Senior Charge Nurse
Despite training in the Borders, I qualified in Newcastle and had my first post in an acute neurology setting there. After a year I moved back to the Borders where a community hospital post became available – I thought, let’s give it a shot and I loved it so much I have never really left. Coming back to the Borders and back to community nursing felt like a homecoming. I did have a 2-year gap working as a community nurse in a health centre as I love looking after older people and hearing their stories and experiences. It is a privilege to be afforded the extra time to get to know people and their families. You are never just managing an illness; you are managing the impact of an illness on people’s lives.
My current role is as a leader. I oversee the day to day running of the community hospital. I bring to the team my expert clinical knowledge of a range of mental health conditions in older people, for example identifying delirium and dementia, and I work closely with other teams to remain on top of the new guidance. A large part of my job is to oversee care plans and the journey to returning home or to a care home. This requires adept communication skills. I recently finished the graduate certificate in palliative care at Queen Margaret University and really developed my skills in enabling difficult conversations to happen well. This is so important when it comes to managing expectations of patients, and families, as well as handling complex situations with colleagues. I can be discussing anything from organising the right care for someone whose condition is deteriorating, to supporting staff after an incident.
When I arrived at the first workshop, I felt so guilty about being away from the community hospital, thinking that I could not spare the time. By the end of the week, I knew it was worth it. The programme has made such a difference to me as a person. I know now that I am worthy of my role and that I am making a difference in my field. It has also provided me with a network of nurses that I can rely on for professional discussions and even emotional support. The programme has given me an anchor point and the coaching has encouraged me to take the time to develop myself.
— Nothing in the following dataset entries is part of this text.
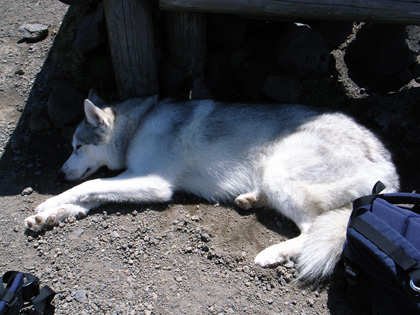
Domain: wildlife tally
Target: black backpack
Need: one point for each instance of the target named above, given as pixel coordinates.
(382, 251)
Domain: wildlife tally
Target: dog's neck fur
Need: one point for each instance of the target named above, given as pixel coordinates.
(125, 124)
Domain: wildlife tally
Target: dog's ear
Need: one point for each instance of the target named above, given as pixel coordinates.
(95, 98)
(96, 116)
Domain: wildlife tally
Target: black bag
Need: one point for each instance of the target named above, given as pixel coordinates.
(382, 251)
(20, 293)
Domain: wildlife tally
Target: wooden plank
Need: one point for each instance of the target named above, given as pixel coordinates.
(186, 41)
(384, 11)
(130, 33)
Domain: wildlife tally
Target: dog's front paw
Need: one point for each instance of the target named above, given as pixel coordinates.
(53, 216)
(47, 204)
(246, 201)
(45, 219)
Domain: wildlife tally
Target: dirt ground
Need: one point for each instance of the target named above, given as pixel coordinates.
(186, 257)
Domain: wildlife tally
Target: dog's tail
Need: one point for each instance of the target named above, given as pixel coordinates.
(323, 245)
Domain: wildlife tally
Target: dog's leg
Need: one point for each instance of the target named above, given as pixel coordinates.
(80, 199)
(281, 253)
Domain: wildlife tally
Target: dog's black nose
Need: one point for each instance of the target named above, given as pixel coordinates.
(61, 176)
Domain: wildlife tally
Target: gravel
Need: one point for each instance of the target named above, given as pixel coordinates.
(186, 257)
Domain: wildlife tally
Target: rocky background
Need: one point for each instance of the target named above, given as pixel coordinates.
(187, 256)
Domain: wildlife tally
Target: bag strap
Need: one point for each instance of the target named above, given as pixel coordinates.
(402, 198)
(366, 200)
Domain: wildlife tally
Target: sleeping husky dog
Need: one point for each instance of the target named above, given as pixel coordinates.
(307, 164)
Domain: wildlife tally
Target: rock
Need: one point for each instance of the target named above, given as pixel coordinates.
(205, 237)
(80, 295)
(303, 50)
(65, 104)
(27, 191)
(336, 32)
(38, 120)
(381, 55)
(283, 89)
(34, 32)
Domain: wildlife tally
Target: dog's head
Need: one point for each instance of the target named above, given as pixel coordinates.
(90, 141)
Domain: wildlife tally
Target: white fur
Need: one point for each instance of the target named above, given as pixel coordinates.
(307, 164)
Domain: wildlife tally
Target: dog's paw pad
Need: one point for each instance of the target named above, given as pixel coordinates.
(43, 220)
(246, 201)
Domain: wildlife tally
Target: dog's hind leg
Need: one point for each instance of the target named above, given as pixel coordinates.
(80, 199)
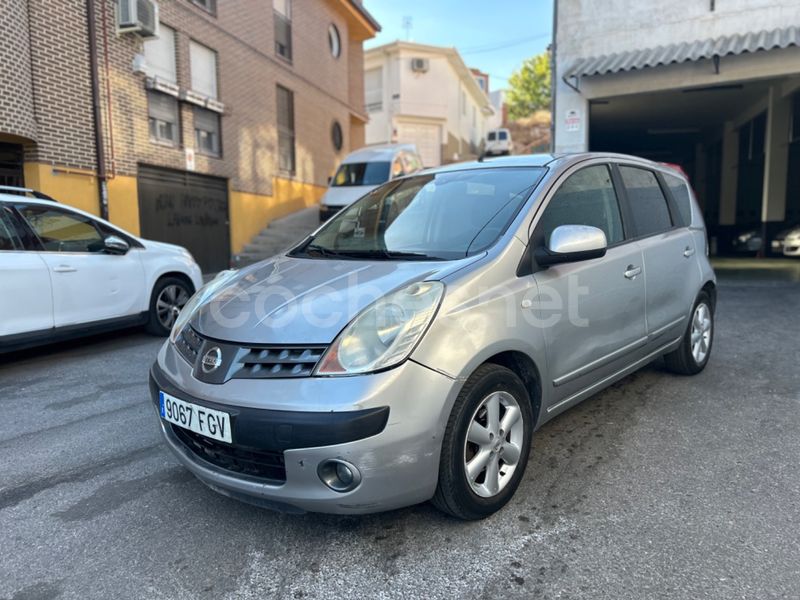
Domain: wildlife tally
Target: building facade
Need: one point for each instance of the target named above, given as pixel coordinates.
(710, 85)
(427, 96)
(232, 115)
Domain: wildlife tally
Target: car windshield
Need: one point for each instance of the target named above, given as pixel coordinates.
(440, 216)
(372, 173)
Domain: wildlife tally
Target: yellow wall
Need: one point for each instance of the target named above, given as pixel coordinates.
(123, 203)
(75, 187)
(250, 213)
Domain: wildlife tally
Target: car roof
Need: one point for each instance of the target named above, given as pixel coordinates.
(383, 152)
(547, 160)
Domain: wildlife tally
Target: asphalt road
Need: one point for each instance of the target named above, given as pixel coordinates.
(660, 487)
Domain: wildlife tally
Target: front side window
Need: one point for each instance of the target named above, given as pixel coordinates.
(585, 198)
(442, 216)
(159, 54)
(282, 13)
(680, 193)
(203, 63)
(286, 154)
(163, 117)
(648, 205)
(60, 231)
(207, 131)
(350, 174)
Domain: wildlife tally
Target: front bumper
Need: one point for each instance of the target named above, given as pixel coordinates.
(389, 425)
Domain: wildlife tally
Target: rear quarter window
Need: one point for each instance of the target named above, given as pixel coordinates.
(680, 193)
(647, 202)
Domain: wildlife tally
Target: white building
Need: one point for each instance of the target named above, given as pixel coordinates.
(711, 85)
(427, 96)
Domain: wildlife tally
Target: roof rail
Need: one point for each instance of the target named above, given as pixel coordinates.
(20, 190)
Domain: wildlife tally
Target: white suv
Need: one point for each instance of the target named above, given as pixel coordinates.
(67, 273)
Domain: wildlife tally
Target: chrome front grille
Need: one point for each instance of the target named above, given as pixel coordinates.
(248, 362)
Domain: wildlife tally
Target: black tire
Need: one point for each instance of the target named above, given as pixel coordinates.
(155, 324)
(682, 361)
(454, 494)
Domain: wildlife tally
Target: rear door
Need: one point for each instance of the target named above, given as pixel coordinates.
(88, 283)
(592, 312)
(668, 247)
(26, 300)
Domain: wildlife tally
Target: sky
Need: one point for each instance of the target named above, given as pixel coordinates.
(494, 36)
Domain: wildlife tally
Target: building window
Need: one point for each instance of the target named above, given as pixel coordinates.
(337, 137)
(159, 53)
(373, 89)
(203, 63)
(207, 131)
(282, 14)
(208, 5)
(334, 41)
(164, 120)
(285, 130)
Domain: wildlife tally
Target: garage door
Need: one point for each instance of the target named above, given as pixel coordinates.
(187, 209)
(426, 137)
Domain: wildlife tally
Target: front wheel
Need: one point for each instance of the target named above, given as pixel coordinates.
(486, 444)
(170, 295)
(692, 355)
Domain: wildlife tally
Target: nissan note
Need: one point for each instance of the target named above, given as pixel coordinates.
(410, 347)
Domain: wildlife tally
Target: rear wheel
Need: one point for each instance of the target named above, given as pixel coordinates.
(486, 444)
(692, 355)
(170, 295)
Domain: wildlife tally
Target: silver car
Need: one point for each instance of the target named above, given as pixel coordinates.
(409, 349)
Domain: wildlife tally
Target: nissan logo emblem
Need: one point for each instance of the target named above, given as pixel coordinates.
(211, 360)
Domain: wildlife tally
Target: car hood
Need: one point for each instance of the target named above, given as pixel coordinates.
(289, 300)
(346, 194)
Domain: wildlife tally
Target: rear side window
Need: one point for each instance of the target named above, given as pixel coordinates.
(8, 237)
(648, 204)
(680, 193)
(585, 198)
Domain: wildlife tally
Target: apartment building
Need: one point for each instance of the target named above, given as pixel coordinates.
(427, 96)
(713, 86)
(212, 118)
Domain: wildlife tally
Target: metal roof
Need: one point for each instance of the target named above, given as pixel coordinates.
(687, 51)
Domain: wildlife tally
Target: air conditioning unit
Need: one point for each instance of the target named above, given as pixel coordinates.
(419, 65)
(138, 16)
I used to take work home with me but not anymore. I have had the courage to be open with senior colleagues about how much I can take on. Music and walking are my therapy. I really value mindfulness exercises, getting outside and taking time for myself. The Queen’s Nurse Programme Zoom sessions, my coach and fellow Queen’s Nurses have helped me keep everything important in focus.
One of the main challenges during COVID-19 was managing staff anxieties and concerns. There were rapid changes in procedure, and it was my job to ensure staff understood and were comfortable with the most appropriate infection control processes and PPE (Personal Protective Equipment). Even once the processes began to stabilise the reintroduction of family visiting presented its own difficulties with added checks on PPE and a strict appointment system.
The charge nurse and I facilitated a conversation with staff about how it felt to be nursing during the pandemic. Most encouraging and surprising was that some staff said they felt safer coming to work than being out in the community. At work, they knew they had all the support they needed to do their job safely. We were diligent and fortunate, and I am pleased to report that no COVID infections developed within the community hospital.